Overview

Date:Starts 8 May 2025, 15:00Ends 8 May 2025, 16:30
Seats available:40
Location:
EDIT Analysen or online (Opens in new tab)
Zoom (Opens in new tab)
Language:English

Zoom password: ai4science

The on-site event will be followed by fika in the Analysen coffee area (fika from 16:00-16:30).

Abstract:

In recent years, machine learning (ML) methods have transformed computational chemistry and materials research. In ML algorithms, we rely on machine-learning representations to serve as a ‘mathematical proxy’ for our underlying chemistry. Molecular featurization – how we transform atoms and molecules into mathematical signals appropriate for machine-learning thermodynamic quantities – has an important role in our ability to learn material properties and observable quantities.

There are many ways to encode raw chemical data, notably string-based representations such as SMILES or SELFIES, and the suitable choice largely depends on the problem at hand and the architecture of our models. However, in thermodynamic contexts, where the chemistry and connectivity remain largely unchanged, such as in molecular simulation, it is more typical to use configuration-dependent features, which transform molecular coordinates into a range of suitable numerical representations.

In this talk, I will primarily focus on how we assess and interpret models built on such molecular representations, focusing on how to do so using shallow, simple machine-learning models.

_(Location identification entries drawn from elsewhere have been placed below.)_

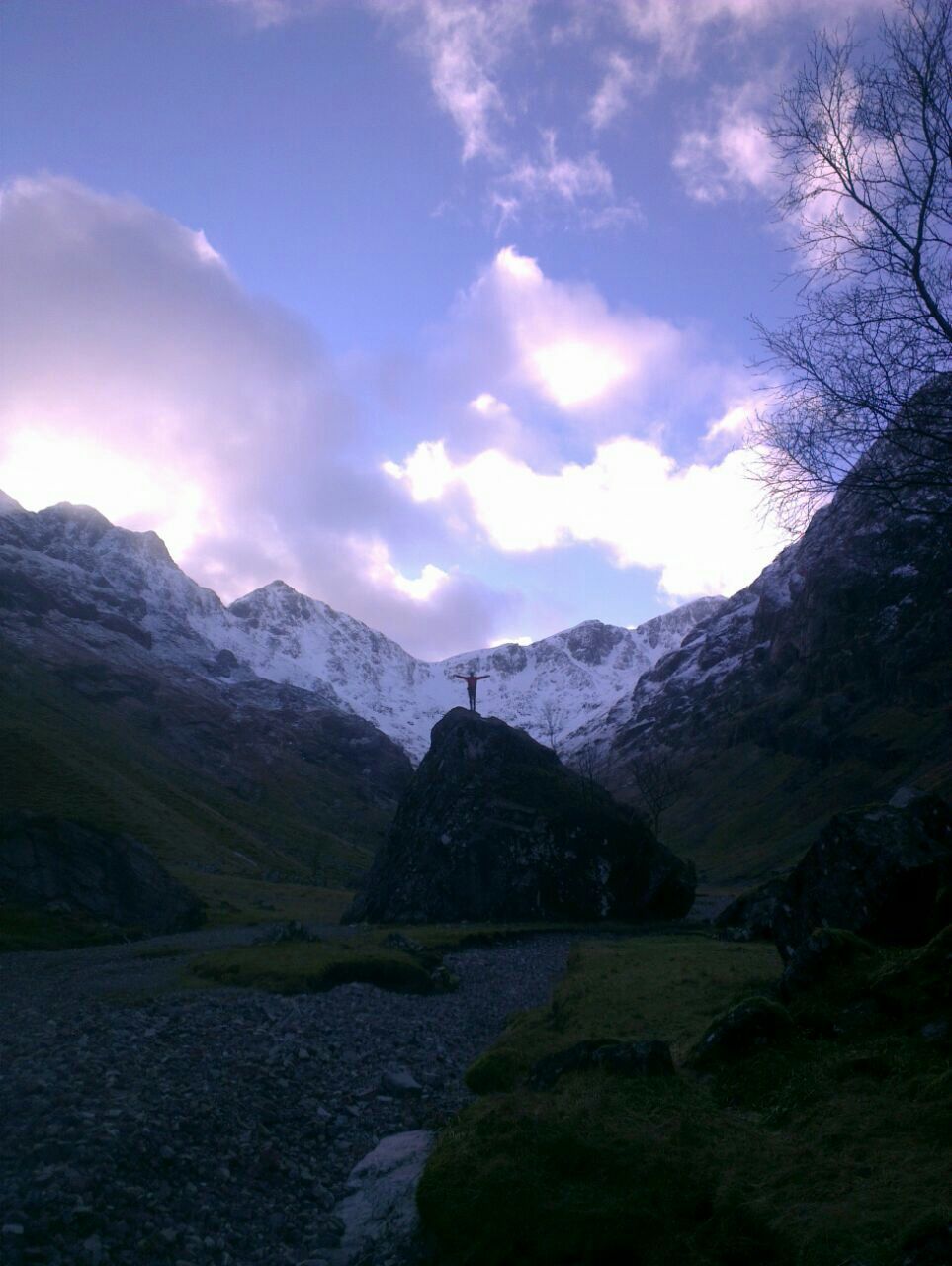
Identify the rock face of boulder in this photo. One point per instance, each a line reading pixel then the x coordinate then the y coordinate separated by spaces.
pixel 883 872
pixel 495 827
pixel 113 877
pixel 752 914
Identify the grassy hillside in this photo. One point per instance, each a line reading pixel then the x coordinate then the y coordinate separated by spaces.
pixel 183 775
pixel 752 807
pixel 826 1146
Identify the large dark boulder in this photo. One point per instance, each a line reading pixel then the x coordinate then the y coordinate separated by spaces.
pixel 495 827
pixel 881 872
pixel 751 916
pixel 111 876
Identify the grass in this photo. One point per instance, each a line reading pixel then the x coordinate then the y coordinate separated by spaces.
pixel 664 986
pixel 121 759
pixel 314 966
pixel 41 930
pixel 752 809
pixel 237 899
pixel 815 1151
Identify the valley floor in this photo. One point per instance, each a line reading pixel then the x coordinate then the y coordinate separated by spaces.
pixel 147 1122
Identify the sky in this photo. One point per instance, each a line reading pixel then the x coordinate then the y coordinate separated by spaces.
pixel 436 309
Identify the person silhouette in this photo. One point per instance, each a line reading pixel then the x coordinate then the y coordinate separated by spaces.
pixel 472 678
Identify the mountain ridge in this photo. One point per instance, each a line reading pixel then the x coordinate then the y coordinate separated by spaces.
pixel 112 580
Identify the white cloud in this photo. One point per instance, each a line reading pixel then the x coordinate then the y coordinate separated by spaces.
pixel 731 156
pixel 679 28
pixel 561 339
pixel 142 379
pixel 734 424
pixel 464 44
pixel 613 93
pixel 582 185
pixel 699 525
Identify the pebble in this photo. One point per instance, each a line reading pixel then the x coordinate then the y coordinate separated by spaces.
pixel 144 1124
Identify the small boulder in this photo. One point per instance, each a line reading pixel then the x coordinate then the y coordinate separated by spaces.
pixel 751 916
pixel 885 873
pixel 739 1032
pixel 109 876
pixel 623 1058
pixel 494 827
pixel 829 954
pixel 379 1215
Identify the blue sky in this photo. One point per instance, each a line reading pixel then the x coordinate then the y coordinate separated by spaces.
pixel 436 309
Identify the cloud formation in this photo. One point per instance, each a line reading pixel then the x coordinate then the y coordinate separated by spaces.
pixel 696 524
pixel 560 340
pixel 140 378
pixel 731 156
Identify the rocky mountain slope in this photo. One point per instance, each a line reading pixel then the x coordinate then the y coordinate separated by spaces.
pixel 68 573
pixel 117 710
pixel 820 686
pixel 558 682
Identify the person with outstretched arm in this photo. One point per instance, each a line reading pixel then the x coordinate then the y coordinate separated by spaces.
pixel 472 678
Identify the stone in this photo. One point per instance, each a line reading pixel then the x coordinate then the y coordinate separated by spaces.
pixel 494 827
pixel 884 872
pixel 109 876
pixel 610 1054
pixel 380 1212
pixel 751 916
pixel 739 1032
pixel 400 1081
pixel 825 954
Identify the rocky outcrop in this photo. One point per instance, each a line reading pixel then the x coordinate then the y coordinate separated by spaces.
pixel 820 686
pixel 650 1058
pixel 379 1215
pixel 745 1029
pixel 885 873
pixel 752 914
pixel 495 827
pixel 113 877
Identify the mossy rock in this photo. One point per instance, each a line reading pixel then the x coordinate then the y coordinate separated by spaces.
pixel 744 1030
pixel 920 985
pixel 826 952
pixel 494 1072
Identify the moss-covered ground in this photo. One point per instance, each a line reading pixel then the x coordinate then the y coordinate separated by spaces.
pixel 830 1146
pixel 312 966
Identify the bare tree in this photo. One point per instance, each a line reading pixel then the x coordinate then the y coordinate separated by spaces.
pixel 865 148
pixel 659 781
pixel 551 718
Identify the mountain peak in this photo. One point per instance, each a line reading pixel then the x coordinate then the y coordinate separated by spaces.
pixel 8 505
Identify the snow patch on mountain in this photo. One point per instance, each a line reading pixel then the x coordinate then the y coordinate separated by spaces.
pixel 112 586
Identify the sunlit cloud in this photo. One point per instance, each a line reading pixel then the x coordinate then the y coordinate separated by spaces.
pixel 564 342
pixel 699 525
pixel 614 90
pixel 142 379
pixel 731 156
pixel 47 467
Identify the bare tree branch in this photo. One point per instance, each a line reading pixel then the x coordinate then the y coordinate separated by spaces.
pixel 865 147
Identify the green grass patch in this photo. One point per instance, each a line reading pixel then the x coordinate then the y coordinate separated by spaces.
pixel 41 930
pixel 666 986
pixel 312 966
pixel 238 900
pixel 813 1151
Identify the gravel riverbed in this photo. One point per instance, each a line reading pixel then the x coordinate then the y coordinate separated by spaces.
pixel 143 1124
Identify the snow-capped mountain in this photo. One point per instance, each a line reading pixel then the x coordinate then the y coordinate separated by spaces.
pixel 549 687
pixel 68 571
pixel 822 685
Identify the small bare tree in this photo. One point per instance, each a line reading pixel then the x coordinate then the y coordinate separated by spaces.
pixel 659 781
pixel 865 149
pixel 551 718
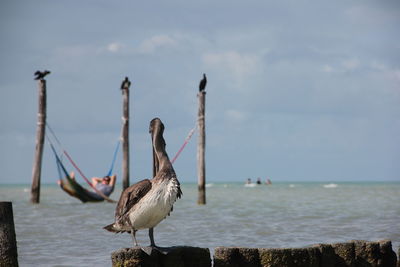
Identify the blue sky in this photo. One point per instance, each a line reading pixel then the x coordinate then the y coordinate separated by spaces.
pixel 297 90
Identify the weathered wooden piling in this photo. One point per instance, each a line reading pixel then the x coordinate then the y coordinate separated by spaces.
pixel 40 134
pixel 8 242
pixel 125 133
pixel 201 168
pixel 176 257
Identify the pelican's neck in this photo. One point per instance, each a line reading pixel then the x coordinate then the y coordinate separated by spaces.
pixel 161 157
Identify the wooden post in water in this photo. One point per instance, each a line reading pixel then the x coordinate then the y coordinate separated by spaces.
pixel 125 133
pixel 8 242
pixel 201 169
pixel 40 133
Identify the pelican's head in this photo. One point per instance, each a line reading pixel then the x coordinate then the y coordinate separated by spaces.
pixel 156 130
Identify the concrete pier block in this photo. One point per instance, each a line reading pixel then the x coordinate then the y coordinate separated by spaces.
pixel 290 257
pixel 236 257
pixel 169 257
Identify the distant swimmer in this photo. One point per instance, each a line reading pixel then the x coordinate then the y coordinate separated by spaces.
pixel 125 83
pixel 40 75
pixel 203 83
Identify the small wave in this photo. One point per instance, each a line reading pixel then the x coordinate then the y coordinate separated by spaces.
pixel 330 185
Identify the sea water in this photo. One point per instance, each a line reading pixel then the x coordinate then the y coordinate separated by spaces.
pixel 61 231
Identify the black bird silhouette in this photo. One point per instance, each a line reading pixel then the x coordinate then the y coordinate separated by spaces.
pixel 125 83
pixel 40 75
pixel 203 83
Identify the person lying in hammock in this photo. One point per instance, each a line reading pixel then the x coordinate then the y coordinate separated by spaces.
pixel 105 185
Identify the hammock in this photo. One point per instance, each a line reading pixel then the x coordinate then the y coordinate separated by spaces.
pixel 72 187
pixel 69 184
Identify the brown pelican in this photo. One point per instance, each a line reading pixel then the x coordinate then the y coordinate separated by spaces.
pixel 40 75
pixel 203 83
pixel 125 83
pixel 146 203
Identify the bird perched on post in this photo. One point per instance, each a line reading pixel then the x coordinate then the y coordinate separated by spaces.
pixel 203 83
pixel 146 203
pixel 125 83
pixel 40 75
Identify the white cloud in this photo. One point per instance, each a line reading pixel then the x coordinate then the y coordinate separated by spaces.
pixel 350 64
pixel 235 115
pixel 240 65
pixel 150 45
pixel 327 68
pixel 114 47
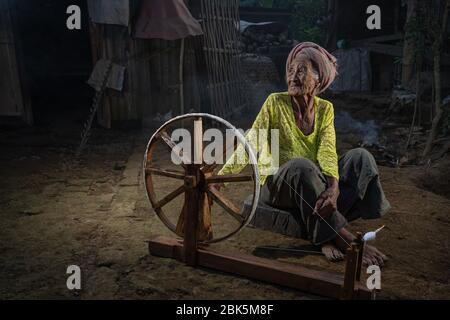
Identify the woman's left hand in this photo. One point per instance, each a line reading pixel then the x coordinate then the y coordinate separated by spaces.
pixel 327 202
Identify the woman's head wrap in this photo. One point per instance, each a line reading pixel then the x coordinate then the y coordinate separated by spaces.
pixel 324 62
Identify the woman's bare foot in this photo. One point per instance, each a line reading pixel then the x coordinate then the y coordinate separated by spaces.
pixel 332 253
pixel 371 256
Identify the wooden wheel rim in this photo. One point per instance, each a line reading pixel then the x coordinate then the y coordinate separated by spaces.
pixel 148 182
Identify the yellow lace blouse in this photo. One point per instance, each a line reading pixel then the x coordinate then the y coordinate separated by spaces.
pixel 277 113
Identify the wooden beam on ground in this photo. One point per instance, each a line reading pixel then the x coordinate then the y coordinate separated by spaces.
pixel 321 283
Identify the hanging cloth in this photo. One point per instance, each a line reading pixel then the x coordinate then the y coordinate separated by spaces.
pixel 109 11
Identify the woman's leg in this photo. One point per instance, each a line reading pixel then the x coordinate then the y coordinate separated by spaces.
pixel 361 195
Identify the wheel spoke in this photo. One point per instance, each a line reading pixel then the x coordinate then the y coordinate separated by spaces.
pixel 165 172
pixel 174 148
pixel 226 204
pixel 170 197
pixel 230 178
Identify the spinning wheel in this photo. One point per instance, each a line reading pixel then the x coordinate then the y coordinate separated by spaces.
pixel 194 227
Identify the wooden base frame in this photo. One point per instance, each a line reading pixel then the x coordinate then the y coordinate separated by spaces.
pixel 322 283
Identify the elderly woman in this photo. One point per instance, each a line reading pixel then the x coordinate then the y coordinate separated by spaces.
pixel 322 192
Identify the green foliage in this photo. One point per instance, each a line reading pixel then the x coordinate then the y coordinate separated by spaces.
pixel 416 33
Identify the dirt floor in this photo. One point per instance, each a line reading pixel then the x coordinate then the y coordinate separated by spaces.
pixel 94 213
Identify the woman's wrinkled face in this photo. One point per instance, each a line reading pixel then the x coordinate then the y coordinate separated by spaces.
pixel 301 77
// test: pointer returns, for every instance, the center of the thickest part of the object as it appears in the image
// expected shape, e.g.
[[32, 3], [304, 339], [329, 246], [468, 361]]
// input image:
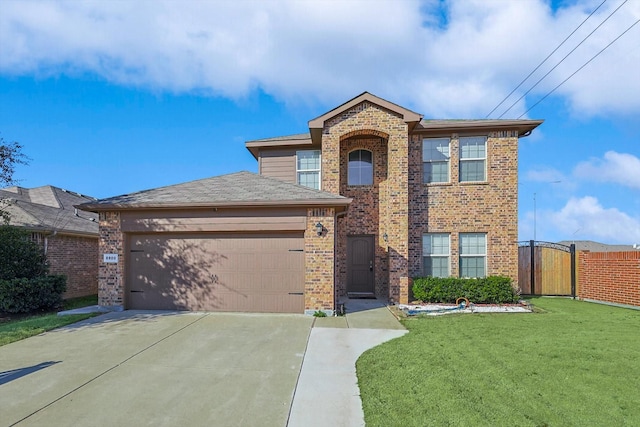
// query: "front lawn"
[[574, 364], [18, 327]]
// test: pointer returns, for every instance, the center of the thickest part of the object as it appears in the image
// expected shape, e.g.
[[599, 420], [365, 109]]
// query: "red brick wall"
[[610, 276], [111, 276], [489, 207], [77, 258], [378, 209], [319, 261]]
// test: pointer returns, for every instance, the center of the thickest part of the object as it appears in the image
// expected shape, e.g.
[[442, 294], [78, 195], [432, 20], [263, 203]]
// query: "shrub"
[[487, 290], [19, 256], [24, 295]]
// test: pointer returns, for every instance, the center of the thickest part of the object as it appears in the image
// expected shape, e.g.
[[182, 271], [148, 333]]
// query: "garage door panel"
[[216, 273]]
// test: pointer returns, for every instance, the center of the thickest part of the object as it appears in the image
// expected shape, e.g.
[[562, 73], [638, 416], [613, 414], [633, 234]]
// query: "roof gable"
[[236, 189], [407, 115]]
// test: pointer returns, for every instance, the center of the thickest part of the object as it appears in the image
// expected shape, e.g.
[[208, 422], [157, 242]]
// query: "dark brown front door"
[[360, 266]]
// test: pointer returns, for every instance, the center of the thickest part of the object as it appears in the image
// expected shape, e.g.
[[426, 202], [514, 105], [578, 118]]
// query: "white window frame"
[[318, 171], [473, 159], [463, 255], [349, 169], [431, 161], [433, 255]]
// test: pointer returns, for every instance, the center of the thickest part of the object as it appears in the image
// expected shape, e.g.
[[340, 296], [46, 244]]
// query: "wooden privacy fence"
[[546, 268]]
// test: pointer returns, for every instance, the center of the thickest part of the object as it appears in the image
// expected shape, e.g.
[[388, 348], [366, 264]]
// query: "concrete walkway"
[[198, 369], [153, 368], [327, 392]]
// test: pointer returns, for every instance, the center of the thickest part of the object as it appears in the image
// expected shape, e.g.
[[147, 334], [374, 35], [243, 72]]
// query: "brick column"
[[111, 275], [319, 252], [398, 214]]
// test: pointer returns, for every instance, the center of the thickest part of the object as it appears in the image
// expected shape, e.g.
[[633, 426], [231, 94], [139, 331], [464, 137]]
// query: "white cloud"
[[586, 219], [311, 52], [619, 168]]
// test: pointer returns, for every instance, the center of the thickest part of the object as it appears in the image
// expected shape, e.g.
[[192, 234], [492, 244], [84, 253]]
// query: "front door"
[[360, 266]]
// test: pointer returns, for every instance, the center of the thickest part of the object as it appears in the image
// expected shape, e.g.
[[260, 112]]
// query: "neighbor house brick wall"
[[369, 126], [77, 258], [610, 276], [489, 207], [111, 275], [319, 252]]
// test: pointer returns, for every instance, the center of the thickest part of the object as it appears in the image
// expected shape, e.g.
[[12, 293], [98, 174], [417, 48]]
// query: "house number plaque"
[[110, 258]]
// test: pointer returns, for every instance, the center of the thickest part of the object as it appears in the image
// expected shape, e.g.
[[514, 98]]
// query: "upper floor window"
[[308, 168], [473, 254], [473, 158], [435, 254], [360, 171], [435, 160]]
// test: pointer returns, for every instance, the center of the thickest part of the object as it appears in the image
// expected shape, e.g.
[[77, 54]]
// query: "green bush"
[[25, 295], [487, 290], [19, 256]]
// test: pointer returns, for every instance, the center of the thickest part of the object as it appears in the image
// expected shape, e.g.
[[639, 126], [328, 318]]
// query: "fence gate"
[[546, 268]]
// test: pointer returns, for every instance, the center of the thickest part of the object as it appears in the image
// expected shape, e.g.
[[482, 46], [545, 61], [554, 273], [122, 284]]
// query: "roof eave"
[[255, 146], [524, 127], [252, 203]]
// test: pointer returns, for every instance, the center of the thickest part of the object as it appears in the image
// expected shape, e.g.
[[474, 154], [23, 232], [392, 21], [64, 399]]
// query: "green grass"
[[16, 330], [20, 327], [71, 303], [573, 364]]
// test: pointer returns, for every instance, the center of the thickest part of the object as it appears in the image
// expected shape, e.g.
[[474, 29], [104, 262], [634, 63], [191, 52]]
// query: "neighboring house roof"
[[588, 245], [235, 189], [49, 209]]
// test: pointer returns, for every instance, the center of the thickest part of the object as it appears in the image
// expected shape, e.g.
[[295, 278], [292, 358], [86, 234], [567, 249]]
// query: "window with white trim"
[[473, 158], [360, 170], [308, 168], [435, 160], [473, 255], [435, 254]]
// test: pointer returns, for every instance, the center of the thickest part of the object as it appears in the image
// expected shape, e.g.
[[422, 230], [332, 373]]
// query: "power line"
[[562, 60], [545, 59], [575, 72]]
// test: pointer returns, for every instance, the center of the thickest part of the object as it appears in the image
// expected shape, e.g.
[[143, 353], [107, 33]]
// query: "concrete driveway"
[[160, 369]]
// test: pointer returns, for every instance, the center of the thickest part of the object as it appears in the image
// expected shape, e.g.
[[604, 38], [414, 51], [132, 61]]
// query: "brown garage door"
[[216, 272]]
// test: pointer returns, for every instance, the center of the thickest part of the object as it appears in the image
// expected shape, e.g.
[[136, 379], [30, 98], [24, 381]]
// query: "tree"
[[10, 156]]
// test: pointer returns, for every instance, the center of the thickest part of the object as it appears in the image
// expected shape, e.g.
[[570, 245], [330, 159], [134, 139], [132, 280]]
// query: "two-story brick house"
[[370, 197]]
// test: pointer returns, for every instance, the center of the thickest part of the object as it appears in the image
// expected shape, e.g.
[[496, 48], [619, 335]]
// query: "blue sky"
[[109, 98]]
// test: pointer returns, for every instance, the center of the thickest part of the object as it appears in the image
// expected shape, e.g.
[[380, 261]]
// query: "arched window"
[[360, 170]]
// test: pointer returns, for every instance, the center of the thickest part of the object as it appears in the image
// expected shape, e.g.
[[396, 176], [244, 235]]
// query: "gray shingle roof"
[[48, 208], [240, 188]]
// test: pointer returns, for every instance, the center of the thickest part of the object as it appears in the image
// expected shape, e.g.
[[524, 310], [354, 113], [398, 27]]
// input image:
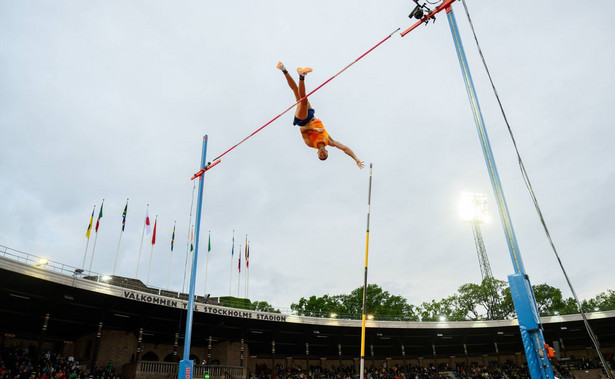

I’ll first start on the idea of thermodynamic fingerprints as order parameters for complex phenomena, contrasting technologies built through the machine-learning potentials community with traditional analyses, as well as extending these ideas into new methods for bottom-up coarse-graining.

From here, I will focus on how to extract actionable chemical and physical principles from models built on chemical data, a task traditionally achieved through unsupervised analyses such as principal components analysis or t-stochastic neighborhood embeddings. However, these methods only ask, ‘What makes these data points similar?’ not ‘In what ways does my model see these points as similar?’ The latter question, particularly in the context of supervised ML models, is more powerful and informative for structure-property relationships.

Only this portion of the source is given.